As much of the world just celebrated Valentine’s Day, I thought back to a talk with a friend who told me how 1 Corinthians 13 was his favorite Bible passage. It’s not hard to understand that when we read, “Love is patient, love is kind. Love does not envy, is not boastful, is not conceited, does not act improperly, is not selfish, is not provoked, and does not keep a record of wrongs” (1Co. 13:4-5 – HCSB). And truly, so is love; and I love this passage, too.
But as I considered this passage more, I realized that we all want to be loved, this way. We don’t want to have to love this way, because, as TobyMac points out in his song “Love Feels Like” (feat. DC Talk, from the album This is Not a Test, Forefront Records, 2015), “This is harder than I thought, harder than I thought it’d be. Harder than I thought, taking every part of me.” As an example, I consider my responses to my children. I am frequently not kind or patient. I do act selfishly towards them. I am provoked by them and their words and actions. It is hard to love my kids this way! It is hard to love people this way. That is because to love as described in 1 Corinthians 13 is not human, it is divine. Yet it is to be our goal.
Loving as God desires us to love should hurt. It takes lots of effort. TobyMac and Michael Tait point out in the chorus of their song that, “Poured out, used up, still giving. Stretching me out the end of my limits: … This is what real love feels like.” Loving like 1. Corinthians 13 will take us to our limits. Jesus said, “No one has greater love than this, that someone would lay down his life for his friends” (Jn. 15:13 – HCSB).
True love is not pretty. True love can be expressed in flowers and chocolates and jewelry; it can take us to emotional heights unlike any other, but “Like floating confetti, beautiful gets messy when the fallout strikes the floor.” Really loving involves getting down and dirty. It is holding a friend’s hand who lost their parent and mourning with them silently; it is changing your grandpa’s diapers; it is saying that hard word to someone who is being unkind; it is saying “no” when it’s easier to say “yes”. But … but “It’s worth everything you put in.”

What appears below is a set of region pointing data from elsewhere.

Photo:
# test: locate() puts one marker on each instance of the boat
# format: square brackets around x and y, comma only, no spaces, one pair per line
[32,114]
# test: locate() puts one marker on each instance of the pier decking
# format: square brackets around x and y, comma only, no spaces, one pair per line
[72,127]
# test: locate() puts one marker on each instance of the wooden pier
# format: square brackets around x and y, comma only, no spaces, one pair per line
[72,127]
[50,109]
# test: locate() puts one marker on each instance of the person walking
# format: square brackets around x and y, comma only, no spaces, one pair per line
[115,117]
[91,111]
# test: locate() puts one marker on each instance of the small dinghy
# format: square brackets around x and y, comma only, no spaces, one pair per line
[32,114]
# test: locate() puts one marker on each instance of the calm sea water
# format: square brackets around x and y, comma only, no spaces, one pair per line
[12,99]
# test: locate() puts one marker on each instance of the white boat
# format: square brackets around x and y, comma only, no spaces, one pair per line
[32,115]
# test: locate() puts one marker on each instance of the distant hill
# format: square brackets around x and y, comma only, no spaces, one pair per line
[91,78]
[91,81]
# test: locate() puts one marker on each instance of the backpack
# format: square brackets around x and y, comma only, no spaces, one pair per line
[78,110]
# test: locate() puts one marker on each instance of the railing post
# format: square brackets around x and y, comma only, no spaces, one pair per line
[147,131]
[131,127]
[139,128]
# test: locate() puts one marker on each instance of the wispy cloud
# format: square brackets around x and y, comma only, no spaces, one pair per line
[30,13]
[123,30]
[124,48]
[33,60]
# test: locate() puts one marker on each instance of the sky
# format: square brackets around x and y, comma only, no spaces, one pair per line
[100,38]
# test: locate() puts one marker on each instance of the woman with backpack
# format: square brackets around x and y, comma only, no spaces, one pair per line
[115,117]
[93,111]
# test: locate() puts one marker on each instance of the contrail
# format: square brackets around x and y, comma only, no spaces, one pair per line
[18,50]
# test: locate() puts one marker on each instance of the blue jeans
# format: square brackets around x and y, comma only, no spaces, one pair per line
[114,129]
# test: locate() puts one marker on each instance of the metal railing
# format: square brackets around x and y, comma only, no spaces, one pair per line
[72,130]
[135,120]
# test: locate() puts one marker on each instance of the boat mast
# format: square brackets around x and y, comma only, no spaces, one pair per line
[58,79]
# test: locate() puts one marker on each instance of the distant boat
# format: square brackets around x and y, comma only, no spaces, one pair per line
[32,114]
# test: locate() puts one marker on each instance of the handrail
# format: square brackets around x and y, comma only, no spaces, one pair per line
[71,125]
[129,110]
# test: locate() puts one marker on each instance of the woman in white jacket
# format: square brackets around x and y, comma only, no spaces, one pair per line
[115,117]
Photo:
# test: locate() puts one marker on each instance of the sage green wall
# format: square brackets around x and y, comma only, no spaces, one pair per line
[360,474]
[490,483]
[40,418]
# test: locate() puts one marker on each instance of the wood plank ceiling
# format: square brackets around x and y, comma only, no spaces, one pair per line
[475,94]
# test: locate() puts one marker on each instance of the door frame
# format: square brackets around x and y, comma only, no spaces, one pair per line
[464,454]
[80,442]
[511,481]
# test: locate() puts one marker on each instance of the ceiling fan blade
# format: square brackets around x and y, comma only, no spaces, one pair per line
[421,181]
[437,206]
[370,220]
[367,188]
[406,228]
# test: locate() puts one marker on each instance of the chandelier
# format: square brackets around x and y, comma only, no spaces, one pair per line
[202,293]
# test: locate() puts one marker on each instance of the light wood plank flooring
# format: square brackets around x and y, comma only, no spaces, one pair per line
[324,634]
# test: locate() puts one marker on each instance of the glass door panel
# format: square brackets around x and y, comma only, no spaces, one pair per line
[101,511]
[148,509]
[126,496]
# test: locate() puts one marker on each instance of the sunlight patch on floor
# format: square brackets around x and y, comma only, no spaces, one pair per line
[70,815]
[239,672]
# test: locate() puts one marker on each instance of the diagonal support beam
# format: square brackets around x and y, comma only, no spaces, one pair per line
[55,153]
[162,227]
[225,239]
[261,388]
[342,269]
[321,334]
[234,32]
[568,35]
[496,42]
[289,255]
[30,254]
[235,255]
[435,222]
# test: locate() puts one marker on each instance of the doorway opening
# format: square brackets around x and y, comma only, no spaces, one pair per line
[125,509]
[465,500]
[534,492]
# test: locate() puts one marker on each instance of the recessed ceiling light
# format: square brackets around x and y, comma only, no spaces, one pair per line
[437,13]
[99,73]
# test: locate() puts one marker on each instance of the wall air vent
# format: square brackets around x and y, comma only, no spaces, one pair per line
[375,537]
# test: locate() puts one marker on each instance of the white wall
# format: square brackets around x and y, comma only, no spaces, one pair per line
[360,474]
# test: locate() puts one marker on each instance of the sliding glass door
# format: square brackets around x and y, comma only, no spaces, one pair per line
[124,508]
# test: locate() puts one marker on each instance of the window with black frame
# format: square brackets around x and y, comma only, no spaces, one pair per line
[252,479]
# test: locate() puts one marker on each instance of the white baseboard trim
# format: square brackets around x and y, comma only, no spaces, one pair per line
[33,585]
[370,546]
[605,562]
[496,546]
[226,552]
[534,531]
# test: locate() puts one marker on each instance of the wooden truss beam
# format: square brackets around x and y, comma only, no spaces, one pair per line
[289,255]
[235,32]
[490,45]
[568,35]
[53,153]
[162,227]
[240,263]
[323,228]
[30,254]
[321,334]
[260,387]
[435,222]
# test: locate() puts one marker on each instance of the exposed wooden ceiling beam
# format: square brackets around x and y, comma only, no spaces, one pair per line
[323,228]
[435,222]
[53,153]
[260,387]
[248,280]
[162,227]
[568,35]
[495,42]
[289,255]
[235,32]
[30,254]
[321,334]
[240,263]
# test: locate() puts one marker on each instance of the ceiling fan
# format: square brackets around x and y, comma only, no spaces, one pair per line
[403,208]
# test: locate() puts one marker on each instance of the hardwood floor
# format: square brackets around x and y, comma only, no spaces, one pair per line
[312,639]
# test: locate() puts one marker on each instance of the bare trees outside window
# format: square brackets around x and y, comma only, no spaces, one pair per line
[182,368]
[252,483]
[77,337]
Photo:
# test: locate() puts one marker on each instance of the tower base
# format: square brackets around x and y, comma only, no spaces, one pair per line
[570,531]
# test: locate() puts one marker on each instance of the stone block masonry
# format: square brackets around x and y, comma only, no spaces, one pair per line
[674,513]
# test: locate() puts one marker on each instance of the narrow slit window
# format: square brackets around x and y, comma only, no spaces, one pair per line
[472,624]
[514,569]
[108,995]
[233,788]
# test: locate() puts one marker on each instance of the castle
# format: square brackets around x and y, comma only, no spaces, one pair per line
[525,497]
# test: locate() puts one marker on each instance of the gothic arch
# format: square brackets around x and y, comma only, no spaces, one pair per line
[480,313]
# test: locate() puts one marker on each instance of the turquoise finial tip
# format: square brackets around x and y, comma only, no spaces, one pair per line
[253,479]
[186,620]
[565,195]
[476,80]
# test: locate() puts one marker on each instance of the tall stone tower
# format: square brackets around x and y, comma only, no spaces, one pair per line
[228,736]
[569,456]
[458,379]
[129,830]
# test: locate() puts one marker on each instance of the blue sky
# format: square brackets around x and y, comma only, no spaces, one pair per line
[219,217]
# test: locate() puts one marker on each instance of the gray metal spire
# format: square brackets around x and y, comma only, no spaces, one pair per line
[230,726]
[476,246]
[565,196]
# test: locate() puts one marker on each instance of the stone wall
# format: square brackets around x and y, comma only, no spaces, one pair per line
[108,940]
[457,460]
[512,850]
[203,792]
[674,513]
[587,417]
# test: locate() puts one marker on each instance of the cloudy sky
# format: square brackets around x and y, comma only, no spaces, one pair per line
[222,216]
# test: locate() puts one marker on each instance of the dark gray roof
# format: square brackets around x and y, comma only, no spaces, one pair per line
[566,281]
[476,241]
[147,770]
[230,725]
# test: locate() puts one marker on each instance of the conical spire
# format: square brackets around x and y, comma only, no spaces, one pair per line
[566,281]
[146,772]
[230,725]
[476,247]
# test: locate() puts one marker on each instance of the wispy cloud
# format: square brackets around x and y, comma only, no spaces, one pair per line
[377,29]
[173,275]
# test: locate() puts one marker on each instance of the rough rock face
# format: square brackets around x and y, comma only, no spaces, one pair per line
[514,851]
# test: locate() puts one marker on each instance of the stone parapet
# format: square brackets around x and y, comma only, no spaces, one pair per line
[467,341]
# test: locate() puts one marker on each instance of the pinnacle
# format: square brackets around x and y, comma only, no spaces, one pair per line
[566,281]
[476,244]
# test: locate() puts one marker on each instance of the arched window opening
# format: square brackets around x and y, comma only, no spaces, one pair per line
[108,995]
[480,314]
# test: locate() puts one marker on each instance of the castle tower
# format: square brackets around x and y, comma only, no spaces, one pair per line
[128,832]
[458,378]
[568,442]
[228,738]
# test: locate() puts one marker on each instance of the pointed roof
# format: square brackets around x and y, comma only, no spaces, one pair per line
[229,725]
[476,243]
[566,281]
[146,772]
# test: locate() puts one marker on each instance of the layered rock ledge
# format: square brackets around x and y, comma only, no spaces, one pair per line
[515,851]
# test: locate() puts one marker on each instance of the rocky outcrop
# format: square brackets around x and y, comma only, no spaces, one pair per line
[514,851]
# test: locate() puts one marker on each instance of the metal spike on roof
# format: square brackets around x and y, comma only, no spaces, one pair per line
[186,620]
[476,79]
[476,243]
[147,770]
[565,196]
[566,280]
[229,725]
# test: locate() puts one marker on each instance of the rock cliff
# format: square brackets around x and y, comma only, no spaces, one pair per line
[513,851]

So, yeah, we want to be loved like in 1 Corinthians 13, but who is willing to actually get down into the trenches and do the loving? Who, like our Lord, is willing to make the sacrifices necessary for 1 Corinthians 13 to become a reality through him or her? I would like to say that I would, but I know my limitations. Considering that love is the most emphasized part of the fruit of the Spirit (compare Eph. 4:2-3; Gal. 5:21-22; 2Pe 1:5-7), it means that it will take divine intervention to love in this manner. “In the depths of the trenches, are the richest of riches. Love is calling us to more!” Are you willing to let God love others through you? Am I?